My research champions contemporary Canadian clarinet music through performance and links the diversity of Canadian clarinet music to multiculturalism. I am actively seeking new works for the clarinet by Canadian composers and performing, recording, studying, and integrating these pieces into clarinet pedagogy.
My DMA thesis looks at Canadian clarinet music from 1971 to present through the lens of one of Canada’s core values, multiculturalism. Using Canadian clarinet works, I have demonstrated how the depth-of-thought and critical evaluation by the performer, specifically within a Canadian context, is an act of multiculturalism. The act of multiculturalism is working towards a tolerant pluralist society which recognizes the need for cultural accommodation and actively celebrates and thrives on diversity rather than simply acknowledging it as a fact.
DMA Thesis Abstract
Despite the wealth of Canadian clarinet repertoire, there are few studies which champion this music. The majority of studies on Canadian clarinet music focus on pedagogy for student performers. Additionally, there are no studies that look at Canadian music from the perspective of Canadian identity. Canada’s social framework directly impacts its musical output and reflects Canada’s core values including multiculturalism. This study satisfies both of these needs in scholarship. The most comprehensive survey of Canadian clarinet music is an LP album, New for Now Volume 2 Clarinet, compiled and performed by Canadian clarinetist Avraham Galper from 1971. Also in 1971 multiculturalism became government policy and a core Canadian value. Using multiculturalism as a focal point for examining Canadian clarinet repertoire, this study explores the ways in which music performance is a multicultural action rather than simply stating the fact of social pluralism.
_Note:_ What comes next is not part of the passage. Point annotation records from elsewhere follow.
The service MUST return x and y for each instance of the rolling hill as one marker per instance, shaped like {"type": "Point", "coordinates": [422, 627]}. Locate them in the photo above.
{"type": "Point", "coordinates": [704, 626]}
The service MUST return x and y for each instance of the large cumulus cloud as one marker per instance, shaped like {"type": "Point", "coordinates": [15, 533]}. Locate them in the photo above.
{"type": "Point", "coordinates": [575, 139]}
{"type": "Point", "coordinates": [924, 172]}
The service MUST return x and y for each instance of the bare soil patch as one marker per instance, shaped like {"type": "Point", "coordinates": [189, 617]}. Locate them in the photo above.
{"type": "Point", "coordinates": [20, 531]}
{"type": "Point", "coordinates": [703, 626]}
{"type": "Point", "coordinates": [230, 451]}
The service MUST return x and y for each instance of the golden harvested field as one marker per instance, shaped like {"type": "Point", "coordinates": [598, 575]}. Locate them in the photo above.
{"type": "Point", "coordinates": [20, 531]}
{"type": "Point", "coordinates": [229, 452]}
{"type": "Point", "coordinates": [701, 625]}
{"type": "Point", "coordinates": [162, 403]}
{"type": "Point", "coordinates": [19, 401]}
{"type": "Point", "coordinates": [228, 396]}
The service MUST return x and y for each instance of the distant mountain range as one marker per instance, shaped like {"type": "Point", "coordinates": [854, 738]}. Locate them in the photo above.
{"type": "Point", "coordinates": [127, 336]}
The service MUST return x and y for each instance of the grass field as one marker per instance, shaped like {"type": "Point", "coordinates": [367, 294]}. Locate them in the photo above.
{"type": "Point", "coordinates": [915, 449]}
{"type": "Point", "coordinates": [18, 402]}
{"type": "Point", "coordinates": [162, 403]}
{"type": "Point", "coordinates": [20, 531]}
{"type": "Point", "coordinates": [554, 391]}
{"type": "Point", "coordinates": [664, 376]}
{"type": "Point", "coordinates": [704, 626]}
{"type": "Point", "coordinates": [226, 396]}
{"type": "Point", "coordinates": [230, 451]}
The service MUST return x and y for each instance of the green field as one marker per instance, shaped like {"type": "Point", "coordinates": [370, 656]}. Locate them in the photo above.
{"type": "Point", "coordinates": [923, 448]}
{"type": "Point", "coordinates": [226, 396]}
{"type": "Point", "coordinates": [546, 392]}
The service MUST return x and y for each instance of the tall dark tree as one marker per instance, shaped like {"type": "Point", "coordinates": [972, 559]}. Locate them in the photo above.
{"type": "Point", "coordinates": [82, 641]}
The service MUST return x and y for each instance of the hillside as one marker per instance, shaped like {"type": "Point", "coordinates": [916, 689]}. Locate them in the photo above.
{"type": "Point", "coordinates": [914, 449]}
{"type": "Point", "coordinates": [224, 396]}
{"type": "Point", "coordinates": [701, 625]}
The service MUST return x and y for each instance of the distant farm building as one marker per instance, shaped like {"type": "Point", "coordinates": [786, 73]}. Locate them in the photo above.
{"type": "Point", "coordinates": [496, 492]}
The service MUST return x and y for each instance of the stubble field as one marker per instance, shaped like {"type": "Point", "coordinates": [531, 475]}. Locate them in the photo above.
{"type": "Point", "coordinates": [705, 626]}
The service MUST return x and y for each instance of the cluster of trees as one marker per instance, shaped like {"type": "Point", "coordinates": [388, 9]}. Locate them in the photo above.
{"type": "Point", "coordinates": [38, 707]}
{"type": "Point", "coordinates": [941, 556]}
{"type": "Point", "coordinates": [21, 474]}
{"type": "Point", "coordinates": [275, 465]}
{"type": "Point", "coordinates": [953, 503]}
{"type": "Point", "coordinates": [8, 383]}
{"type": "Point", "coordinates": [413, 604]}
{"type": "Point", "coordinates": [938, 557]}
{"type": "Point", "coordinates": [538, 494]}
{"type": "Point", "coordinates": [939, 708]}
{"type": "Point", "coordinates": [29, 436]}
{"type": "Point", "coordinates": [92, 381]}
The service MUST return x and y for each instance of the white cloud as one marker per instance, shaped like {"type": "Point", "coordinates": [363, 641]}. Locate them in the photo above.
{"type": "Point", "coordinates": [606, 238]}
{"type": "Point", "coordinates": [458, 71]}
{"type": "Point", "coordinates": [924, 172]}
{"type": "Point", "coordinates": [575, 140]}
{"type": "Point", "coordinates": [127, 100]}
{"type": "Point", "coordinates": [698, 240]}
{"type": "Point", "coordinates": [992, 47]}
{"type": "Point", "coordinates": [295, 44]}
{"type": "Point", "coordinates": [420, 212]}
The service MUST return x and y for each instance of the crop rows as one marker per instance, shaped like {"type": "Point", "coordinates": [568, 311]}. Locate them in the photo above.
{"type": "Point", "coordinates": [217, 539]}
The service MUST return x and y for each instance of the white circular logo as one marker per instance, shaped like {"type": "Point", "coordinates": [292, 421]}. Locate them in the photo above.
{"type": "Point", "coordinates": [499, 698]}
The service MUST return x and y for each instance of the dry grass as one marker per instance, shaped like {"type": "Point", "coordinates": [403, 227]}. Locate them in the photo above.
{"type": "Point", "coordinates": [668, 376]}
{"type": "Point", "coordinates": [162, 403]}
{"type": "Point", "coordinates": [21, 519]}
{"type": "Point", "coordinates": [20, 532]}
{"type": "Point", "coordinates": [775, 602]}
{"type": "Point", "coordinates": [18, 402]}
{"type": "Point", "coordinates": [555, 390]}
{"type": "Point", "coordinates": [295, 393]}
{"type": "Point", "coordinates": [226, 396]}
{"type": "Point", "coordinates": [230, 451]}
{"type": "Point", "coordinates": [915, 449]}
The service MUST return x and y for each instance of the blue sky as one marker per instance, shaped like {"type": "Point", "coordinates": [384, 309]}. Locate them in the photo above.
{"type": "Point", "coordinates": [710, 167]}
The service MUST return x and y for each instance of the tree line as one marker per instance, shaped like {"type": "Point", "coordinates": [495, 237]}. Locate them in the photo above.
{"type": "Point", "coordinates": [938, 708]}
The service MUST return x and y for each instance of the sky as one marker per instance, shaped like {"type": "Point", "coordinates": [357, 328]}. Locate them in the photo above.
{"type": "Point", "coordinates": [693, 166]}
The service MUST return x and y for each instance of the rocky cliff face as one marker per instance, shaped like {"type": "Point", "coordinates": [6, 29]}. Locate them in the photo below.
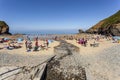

Empty Sky by Elliot Weisgarber, Sitpatsimoyi by Robert Rosen, Anerca II by Milton Barnes, and Between the Shore and the Ships by Derek Charke are four Canadian works which use the clarinet as a solo instrument. These works also reflect the ethnocultural groups the Canadian Multiculturalism Act accommodates: immigrants, First Nations, and French-speaking people. Each work is examined from contextual and musical perspectives for representations of ethnocultural identity. Likewise, performance decisions are discussed revealing how performance is a multicultural gesture requiring musical, contextual, and social analysis. The evaluation of these factors are consolidated into performance which musically illustrates an understanding and sensitivity to ethnocultural accommodation and comments on social issues making each performance a multicultural action.